Хотя Страйку и не нравилось то, что он считал расширением полномочий, он не мог отрицать, что желание Майо иметь телохранителя разумно.
— Береги себя, — неубедительно закончил он разговор, и Таша отключилась.
Сообщив по телефону новости Мидж, все еще говорившей с холодком, Страйк продолжил движение.
Через двадцать минут позвонил Шах.
— Она с тобой? — спросил Страйк, улыбаясь в предвкушении услышать голос Робин.
— Нет, — ответил Шах. — Она не пришла, и камень исчез.
Второй раз за две недели Страйк почувствовал, как все внутри него леденеет.
— Что?
— Пластиковый камень исчез. Бесследно.
— Черт. Оставайся на месте. Я на трассе М4. Приеду как можно скорее.
81
Верхний символ обозначает также погружение в опасность, ибо в нем черта Света погружена в среду черт Тьмы. Это лишь кружение на месте…
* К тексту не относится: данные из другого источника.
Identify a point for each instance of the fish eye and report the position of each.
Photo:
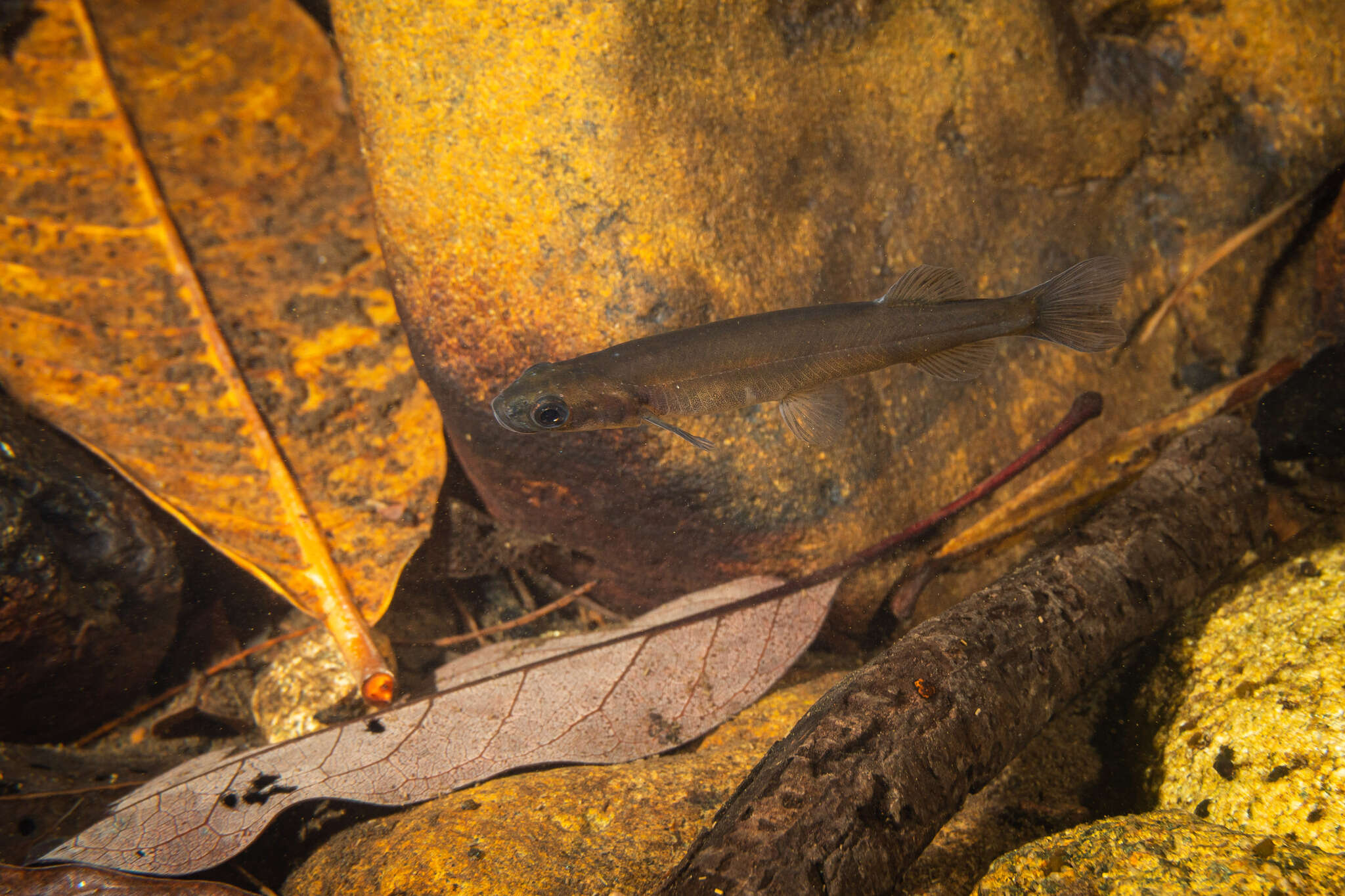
(550, 412)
«И цзин, или Книга перемен»
Перевод Ю. К. Щуцкого
Уже три ночи люди дежурили на ступенях храма, из-за чего Робин не могла покинуть общежитие. В среду на смену девочкам-подросткам пришли мальчики в длинных белых одеждах, а в четверг вечером у входа в храм заняли свои позиции Главы церкви, мерцающее пламя факелов освещало разрисованные лица Джонатана и Мазу Уэйсов, Бекки Пёрбрайт, Тайо Уэйса, Джайлза Хармона, Ноли Сеймур и других, с размазанными черными тенями на глазах. Ночью еще дважды являлась Дайю, ее светящаяся фигура была видна издалека из окон в задней части общежития.
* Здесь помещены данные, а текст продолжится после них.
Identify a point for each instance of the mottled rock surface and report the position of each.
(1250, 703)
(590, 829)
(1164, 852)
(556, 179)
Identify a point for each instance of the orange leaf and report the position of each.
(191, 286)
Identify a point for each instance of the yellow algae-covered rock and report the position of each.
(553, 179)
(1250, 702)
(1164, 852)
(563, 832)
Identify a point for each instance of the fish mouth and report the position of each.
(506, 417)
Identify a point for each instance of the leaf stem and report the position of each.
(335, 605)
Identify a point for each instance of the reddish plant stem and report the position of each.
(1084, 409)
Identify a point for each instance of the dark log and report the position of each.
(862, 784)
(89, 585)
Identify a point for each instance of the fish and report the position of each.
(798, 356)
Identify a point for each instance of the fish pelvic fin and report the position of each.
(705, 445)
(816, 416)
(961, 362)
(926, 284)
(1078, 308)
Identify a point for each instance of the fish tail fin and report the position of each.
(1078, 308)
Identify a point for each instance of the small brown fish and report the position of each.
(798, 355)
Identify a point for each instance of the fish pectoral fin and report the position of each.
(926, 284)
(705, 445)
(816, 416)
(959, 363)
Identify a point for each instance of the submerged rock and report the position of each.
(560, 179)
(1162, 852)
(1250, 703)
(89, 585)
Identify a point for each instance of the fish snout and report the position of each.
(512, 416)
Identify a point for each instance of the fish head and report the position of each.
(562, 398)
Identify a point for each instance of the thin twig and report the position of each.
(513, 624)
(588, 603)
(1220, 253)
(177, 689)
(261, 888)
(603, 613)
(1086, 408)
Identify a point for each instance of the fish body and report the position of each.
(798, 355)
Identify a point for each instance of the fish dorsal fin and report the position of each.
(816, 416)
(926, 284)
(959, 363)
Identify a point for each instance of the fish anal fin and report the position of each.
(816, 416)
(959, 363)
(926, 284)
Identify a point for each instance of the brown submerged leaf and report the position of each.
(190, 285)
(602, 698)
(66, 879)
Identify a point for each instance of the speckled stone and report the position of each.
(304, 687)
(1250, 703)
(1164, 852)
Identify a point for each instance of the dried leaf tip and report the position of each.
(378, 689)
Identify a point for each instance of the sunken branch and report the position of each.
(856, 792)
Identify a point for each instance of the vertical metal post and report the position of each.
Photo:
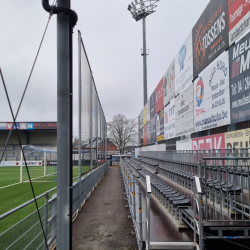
(46, 204)
(140, 216)
(91, 119)
(145, 94)
(79, 116)
(64, 129)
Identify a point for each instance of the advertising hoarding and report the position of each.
(169, 120)
(240, 80)
(184, 109)
(145, 115)
(169, 84)
(209, 142)
(153, 128)
(210, 35)
(159, 96)
(211, 95)
(239, 18)
(160, 126)
(184, 65)
(238, 139)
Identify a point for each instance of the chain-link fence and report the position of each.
(92, 122)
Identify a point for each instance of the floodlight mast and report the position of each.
(140, 10)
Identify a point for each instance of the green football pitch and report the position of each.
(13, 193)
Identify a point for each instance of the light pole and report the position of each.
(139, 10)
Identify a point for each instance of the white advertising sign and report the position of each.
(169, 120)
(211, 95)
(169, 84)
(184, 112)
(184, 65)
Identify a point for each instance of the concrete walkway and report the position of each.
(103, 221)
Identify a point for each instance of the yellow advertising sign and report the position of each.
(238, 139)
(145, 115)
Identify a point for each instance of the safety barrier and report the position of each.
(27, 233)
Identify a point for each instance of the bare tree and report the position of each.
(122, 131)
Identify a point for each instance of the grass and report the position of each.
(13, 196)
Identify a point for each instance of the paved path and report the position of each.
(103, 221)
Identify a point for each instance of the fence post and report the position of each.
(46, 204)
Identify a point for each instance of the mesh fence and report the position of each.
(92, 122)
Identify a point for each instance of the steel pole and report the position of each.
(64, 129)
(145, 90)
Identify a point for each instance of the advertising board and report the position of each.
(153, 128)
(210, 35)
(211, 95)
(209, 142)
(184, 109)
(239, 18)
(169, 120)
(159, 96)
(239, 63)
(184, 65)
(160, 126)
(169, 84)
(238, 139)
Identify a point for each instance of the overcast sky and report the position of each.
(113, 41)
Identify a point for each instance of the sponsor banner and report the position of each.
(184, 145)
(211, 96)
(209, 142)
(18, 163)
(145, 115)
(153, 105)
(210, 35)
(169, 120)
(169, 84)
(239, 18)
(148, 133)
(160, 126)
(240, 80)
(148, 110)
(145, 135)
(238, 139)
(153, 128)
(159, 96)
(184, 65)
(184, 117)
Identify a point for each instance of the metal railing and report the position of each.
(27, 233)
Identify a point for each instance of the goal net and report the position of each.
(41, 163)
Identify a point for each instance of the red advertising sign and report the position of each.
(159, 96)
(238, 15)
(145, 135)
(45, 125)
(209, 142)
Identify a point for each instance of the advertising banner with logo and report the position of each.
(239, 18)
(209, 142)
(160, 126)
(169, 120)
(148, 110)
(159, 96)
(238, 139)
(211, 96)
(153, 128)
(184, 65)
(153, 105)
(145, 115)
(169, 84)
(148, 133)
(184, 109)
(210, 35)
(240, 80)
(145, 135)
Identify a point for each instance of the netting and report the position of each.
(92, 122)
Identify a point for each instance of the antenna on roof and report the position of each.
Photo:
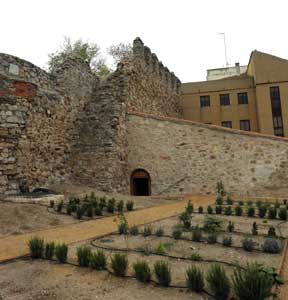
(225, 48)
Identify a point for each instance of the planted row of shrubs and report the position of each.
(271, 212)
(94, 207)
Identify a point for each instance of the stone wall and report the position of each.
(185, 157)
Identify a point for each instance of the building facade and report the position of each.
(253, 101)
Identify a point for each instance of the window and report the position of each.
(227, 124)
(204, 101)
(242, 98)
(276, 111)
(224, 99)
(245, 125)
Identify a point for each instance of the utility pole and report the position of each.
(225, 48)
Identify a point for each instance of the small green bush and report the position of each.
(210, 210)
(196, 234)
(227, 241)
(61, 252)
(238, 210)
(147, 231)
(271, 232)
(159, 231)
(49, 250)
(177, 233)
(271, 245)
(83, 256)
(212, 238)
(272, 212)
(120, 206)
(230, 227)
(119, 264)
(194, 279)
(251, 283)
(130, 205)
(262, 210)
(251, 211)
(142, 271)
(218, 209)
(134, 230)
(163, 273)
(283, 214)
(218, 282)
(36, 247)
(196, 257)
(248, 244)
(98, 260)
(228, 210)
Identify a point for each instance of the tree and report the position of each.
(120, 51)
(87, 52)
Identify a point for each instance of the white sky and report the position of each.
(182, 33)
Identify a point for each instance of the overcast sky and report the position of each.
(182, 33)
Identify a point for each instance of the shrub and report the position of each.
(254, 229)
(219, 200)
(111, 205)
(271, 232)
(196, 256)
(60, 206)
(227, 241)
(238, 210)
(283, 213)
(159, 232)
(177, 233)
(83, 256)
(230, 227)
(262, 211)
(119, 264)
(36, 247)
(134, 230)
(212, 224)
(161, 250)
(130, 205)
(185, 219)
(210, 210)
(142, 271)
(218, 209)
(162, 272)
(271, 245)
(251, 283)
(251, 211)
(230, 201)
(120, 206)
(218, 282)
(228, 211)
(147, 230)
(196, 234)
(248, 244)
(61, 252)
(98, 260)
(272, 212)
(49, 250)
(194, 279)
(212, 238)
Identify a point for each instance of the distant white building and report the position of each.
(220, 73)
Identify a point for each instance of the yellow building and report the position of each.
(256, 100)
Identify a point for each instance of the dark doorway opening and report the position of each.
(140, 183)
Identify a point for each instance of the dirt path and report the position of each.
(14, 246)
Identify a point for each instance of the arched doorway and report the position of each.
(140, 183)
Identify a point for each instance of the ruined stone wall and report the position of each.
(185, 157)
(38, 114)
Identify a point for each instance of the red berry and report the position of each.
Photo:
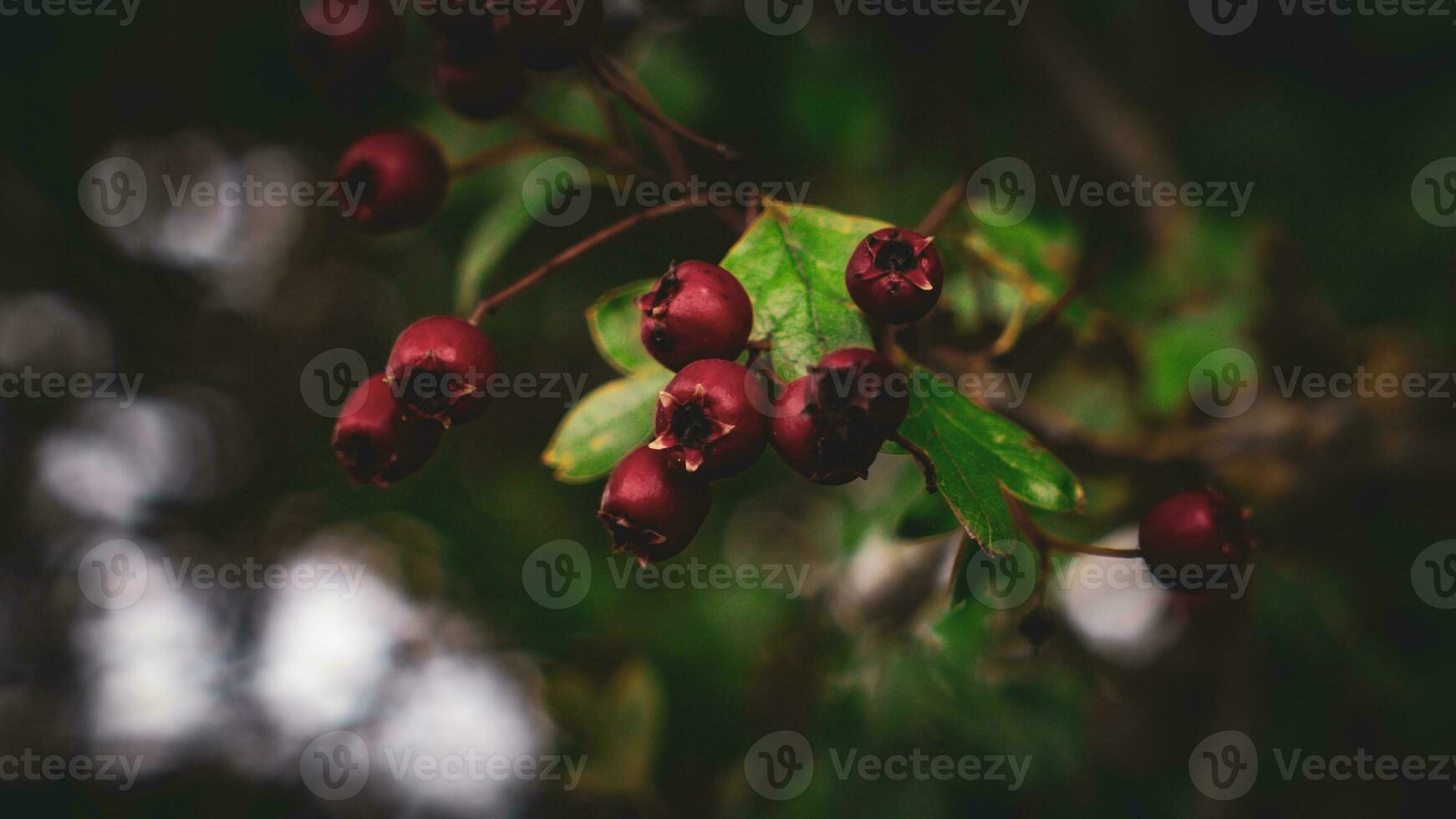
(402, 175)
(354, 60)
(547, 35)
(476, 78)
(812, 448)
(696, 310)
(710, 420)
(653, 510)
(1202, 530)
(376, 441)
(855, 387)
(439, 369)
(894, 275)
Призрак, наблюдатели на ступенях храма, постоянный страх, невозможность сбежать или позвать на помощь — все это заставляло Робин чувствовать себя как в кошмарном сне, от которого она не могла пробудиться. Никто не спрашивал ее, кто она на самом деле, никто не заводил с ней разговор о том, что произошло в Домике для уединения с Уиллом, никто не пытался оспорить ее объяснение синяков и отека на лице. Все это казалось ей зловещими, а не успокаивающими знаками. Она была уверена, что расплата обязательно наступит в тот момент, когда решит церковь, и боялась, что это произойдет во время Явления. «Утонувший пророк разберется с тобой».
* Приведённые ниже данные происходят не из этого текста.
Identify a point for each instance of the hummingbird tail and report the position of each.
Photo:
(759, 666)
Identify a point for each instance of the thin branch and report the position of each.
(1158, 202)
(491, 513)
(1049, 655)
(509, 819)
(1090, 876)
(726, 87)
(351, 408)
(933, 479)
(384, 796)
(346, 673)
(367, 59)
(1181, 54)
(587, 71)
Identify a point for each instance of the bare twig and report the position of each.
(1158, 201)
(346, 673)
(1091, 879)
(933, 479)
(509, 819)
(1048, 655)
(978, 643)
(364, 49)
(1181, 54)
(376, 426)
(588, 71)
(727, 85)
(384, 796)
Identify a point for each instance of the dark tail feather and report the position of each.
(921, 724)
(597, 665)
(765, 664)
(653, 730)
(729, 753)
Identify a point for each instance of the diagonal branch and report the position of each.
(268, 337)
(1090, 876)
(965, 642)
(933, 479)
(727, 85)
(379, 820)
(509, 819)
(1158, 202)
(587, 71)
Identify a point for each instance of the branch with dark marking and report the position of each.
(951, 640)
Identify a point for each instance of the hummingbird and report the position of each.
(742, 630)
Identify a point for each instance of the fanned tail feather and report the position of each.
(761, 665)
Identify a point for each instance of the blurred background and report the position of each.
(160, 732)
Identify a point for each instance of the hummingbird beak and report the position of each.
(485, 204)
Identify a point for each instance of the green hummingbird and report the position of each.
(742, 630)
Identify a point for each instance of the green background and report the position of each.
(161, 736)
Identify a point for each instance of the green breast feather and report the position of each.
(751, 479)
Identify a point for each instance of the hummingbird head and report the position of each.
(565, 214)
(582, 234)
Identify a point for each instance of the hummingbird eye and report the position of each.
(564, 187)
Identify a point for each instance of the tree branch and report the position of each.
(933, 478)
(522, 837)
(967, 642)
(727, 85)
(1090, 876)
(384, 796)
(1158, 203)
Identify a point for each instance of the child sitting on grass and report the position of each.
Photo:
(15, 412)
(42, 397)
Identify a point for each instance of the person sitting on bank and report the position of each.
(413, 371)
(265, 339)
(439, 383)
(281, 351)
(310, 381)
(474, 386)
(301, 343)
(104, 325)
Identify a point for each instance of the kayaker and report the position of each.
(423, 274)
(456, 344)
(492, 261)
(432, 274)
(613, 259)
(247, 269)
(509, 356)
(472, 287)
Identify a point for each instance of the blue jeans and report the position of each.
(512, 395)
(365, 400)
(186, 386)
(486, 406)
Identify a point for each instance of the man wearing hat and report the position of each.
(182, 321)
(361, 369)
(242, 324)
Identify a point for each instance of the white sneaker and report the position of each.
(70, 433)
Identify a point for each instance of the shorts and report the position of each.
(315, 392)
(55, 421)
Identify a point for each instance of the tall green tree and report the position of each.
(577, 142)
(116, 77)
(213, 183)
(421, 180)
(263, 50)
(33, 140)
Иногда она издалека видела Уилла, безучастно занимавшегося своими повседневными делами, порой его губы беззвучно шевелились, и она знала, что он напевает мантру. Однажды Робин заметила, как он присел на корточки, чтобы поговорить с малышкой Цинь, но сразу поспешил прочь, как только Мазу пронеслась по двору с крохотной Исинь на руках. Робин по-прежнему сопровождали повсюду.
В честь Утонувшего пророка в день Явления все члены церкви постились, на завтрак им снова подали горячую воду с лимоном. Глав церкви видно не было, они, по всей видимости, отсыпались в фермерском доме после ночной службы. Измученная, голодная и напуганная Робин покормила кур, убралась в общежитиях и несколько часов провела в комнате для рукоделия, набивая плюшевых черепах для продажи в Норидже. Она все время вспоминала, как легкомысленно попросила у Страйка отсрочки на день, если не сможет вовремя положить письмо в пластиковый камень. Если бы она не отмахнулась от него тогда, то завтра за ней приехал бы кто-нибудь из агентства, хотя теперь она знала о ферме Чапмена достаточно, чтобы быть уверенной, что любого, кто попытается проникнуть сюда через главные ворота, пошлют куда подальше.
«Если я переживу Явление, — думала Робин, — то унесу ноги с фермы завтра же вечером. — Затем она попыталась посмеяться над собой, за мысли, что она может не пережить Явление. — Что, по-твоему, произойдет, ритуальное жертвоприношение?»
После вечерней трапезы, состоявшей из горячей воды с лимоном, всем членам церкви старше тринадцати лет было велено вернуться в свои общежития и облачиться в разложенные на кроватях наряды. Ими оказались длинные белые рясы из поношенного и сильно застиранного хлопка, которые, возможно, когда-то были старыми простынями. Оставшись без своего спортивного костюма, Робин почувствовала себя еще более уязвимой. Переодетые в рясы женщины переговаривались тихими голосами, ожидая, когда их позовут в храм. Робин ни с кем не разговаривала, жалея, что не может каким-то экстрасенсорным способом призвать тех, кто ей дорог, из внешнего мира.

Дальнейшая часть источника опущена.